You are viewing a plain text version of this content. The canonical link for it is here.

Posted to c-dev@xerces.apache.org by Jon Smirl <jo...@mediaone.net> on 2000/06/15 21:53:22 UTC

SAXParser::docPI()

Why is SAXParser::docPI() ignoring PI's before the content starts? All of
the Java based SAX implementations I have used don't do this.

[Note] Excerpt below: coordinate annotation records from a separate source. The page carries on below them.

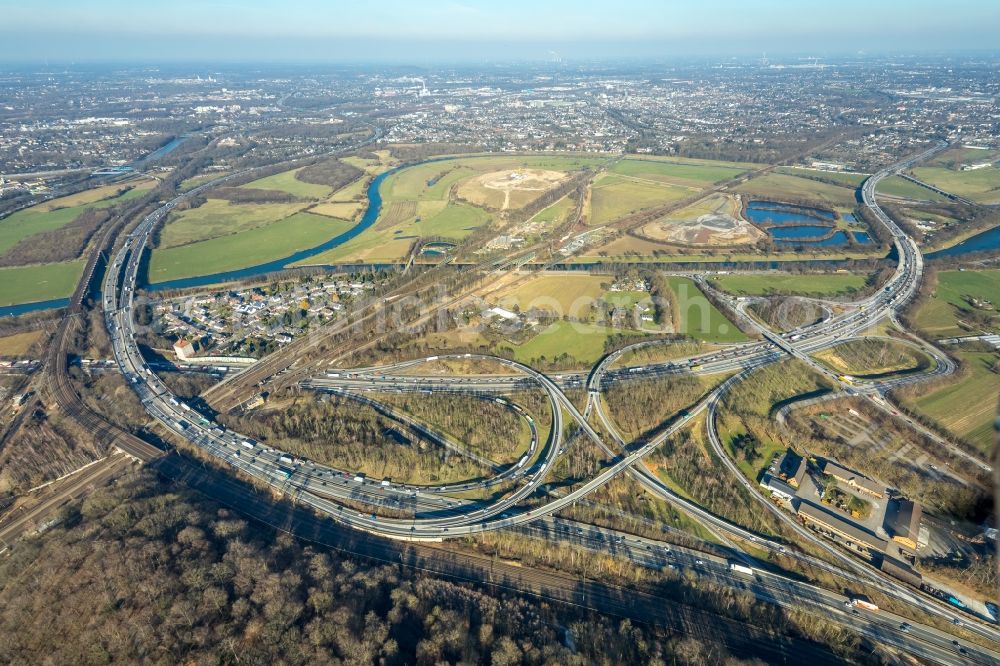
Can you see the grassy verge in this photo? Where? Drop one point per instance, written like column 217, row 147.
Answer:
column 41, row 282
column 248, row 248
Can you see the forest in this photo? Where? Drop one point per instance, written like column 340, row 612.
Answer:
column 142, row 572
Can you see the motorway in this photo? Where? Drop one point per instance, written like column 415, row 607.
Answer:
column 326, row 489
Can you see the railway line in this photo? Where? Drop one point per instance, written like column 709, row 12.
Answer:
column 316, row 486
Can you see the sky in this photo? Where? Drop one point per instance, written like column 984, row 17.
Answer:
column 422, row 31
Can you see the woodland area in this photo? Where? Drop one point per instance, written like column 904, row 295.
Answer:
column 353, row 437
column 145, row 573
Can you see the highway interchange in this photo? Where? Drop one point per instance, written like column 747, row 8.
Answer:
column 340, row 493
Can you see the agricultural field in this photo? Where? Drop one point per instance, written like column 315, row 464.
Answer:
column 194, row 181
column 39, row 282
column 19, row 343
column 967, row 406
column 571, row 295
column 582, row 342
column 695, row 316
column 793, row 189
column 835, row 284
column 613, row 197
column 897, row 186
column 512, row 189
column 416, row 204
column 851, row 180
column 345, row 210
column 286, row 181
column 715, row 220
column 218, row 217
column 873, row 356
column 556, row 213
column 273, row 241
column 57, row 213
column 981, row 185
column 434, row 180
column 949, row 311
column 695, row 176
column 399, row 224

The Java code
I'm porting needs these PI's to be reported.

from
parsers/SAXParser.cpp ------------------------------------------------------
----------------

void SAXParser::docPI(  const   XMLCh* const    target
                        , const XMLCh* const    data)
{
    // SAX don't want to know about PIs before content
    if (!fElemDepth)
        return;

    // Just map to the SAX document handler
    if (fDocHandler)
        fDocHandler->processingInstruction(target, data);

    //
    //  If there are any installed advanced handlers, then lets call them
    //  with this info.
    //
    for (unsigned int index = 0; index < fAdvDHCount; index++)
        fAdvDHList[index]->docPI(target, data);
}

Jon Smirl
jonsmirl@mediaone.net

Re: SAXParser::docPI()

Posted by Jon Smirl <jo...@mediaone.net>.

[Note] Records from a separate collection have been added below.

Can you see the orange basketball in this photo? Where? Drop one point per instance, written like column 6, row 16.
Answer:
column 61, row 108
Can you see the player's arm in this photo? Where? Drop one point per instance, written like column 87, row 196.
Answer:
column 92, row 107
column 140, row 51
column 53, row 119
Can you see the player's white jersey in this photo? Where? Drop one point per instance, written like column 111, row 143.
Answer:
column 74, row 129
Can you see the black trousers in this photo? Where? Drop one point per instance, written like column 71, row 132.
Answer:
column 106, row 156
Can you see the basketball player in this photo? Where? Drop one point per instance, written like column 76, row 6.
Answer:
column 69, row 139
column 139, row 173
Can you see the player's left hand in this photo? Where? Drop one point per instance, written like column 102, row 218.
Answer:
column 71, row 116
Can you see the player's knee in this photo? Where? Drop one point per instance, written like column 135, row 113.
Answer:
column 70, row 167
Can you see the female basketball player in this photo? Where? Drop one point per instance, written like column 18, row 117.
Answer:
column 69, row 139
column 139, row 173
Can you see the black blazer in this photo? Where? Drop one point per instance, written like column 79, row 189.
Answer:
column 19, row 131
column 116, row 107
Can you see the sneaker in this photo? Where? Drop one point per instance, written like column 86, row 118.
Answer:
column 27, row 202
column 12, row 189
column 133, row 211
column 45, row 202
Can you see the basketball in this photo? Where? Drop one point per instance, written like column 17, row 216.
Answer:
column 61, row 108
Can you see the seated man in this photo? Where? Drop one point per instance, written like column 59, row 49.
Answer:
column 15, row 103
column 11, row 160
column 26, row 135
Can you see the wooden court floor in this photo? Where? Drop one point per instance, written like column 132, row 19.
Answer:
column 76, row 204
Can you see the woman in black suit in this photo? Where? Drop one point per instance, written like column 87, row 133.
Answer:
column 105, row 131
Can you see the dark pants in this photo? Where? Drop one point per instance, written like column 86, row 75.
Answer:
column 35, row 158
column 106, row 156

The W3C DOM model has a DocumentElement as the top node, you then do a
getDocumentElement() to get the top element node. You don't do a getChild()
because it is legal in XML to have PI's and comments occurring before the
top element. Also not that the W3C did not chose to make the top level node
and element node for this reason.

Without SAX reporting these top level PI and comment events I can't
construct a W3C compatible DOM tree. Since one of the primary purposes of
SAX is to construct DOM tree these events should be reported. I see how to
fix the code, I was just hoping that I wouldn't need to make my own private
version of Xerces.

Jon Smirl
jonsmirl@mediaone.net

RE: SAXParser::docPI()

Posted by Rich Taylor <rt...@webmd.net>.

Ahhh - I see that I haven't completely convinced you...

The XML spec says that
	[1]  document ::=  prolog element Misc

	[22]  prolog ::=  XMLDecl? Misc* (doctypedecl Misc*)?

and,	[27]  Misc ::=  Comment | PI |  S

This indicates that [Misc] can legally occur after the
root element and in the prolog (but after the XMLDecl).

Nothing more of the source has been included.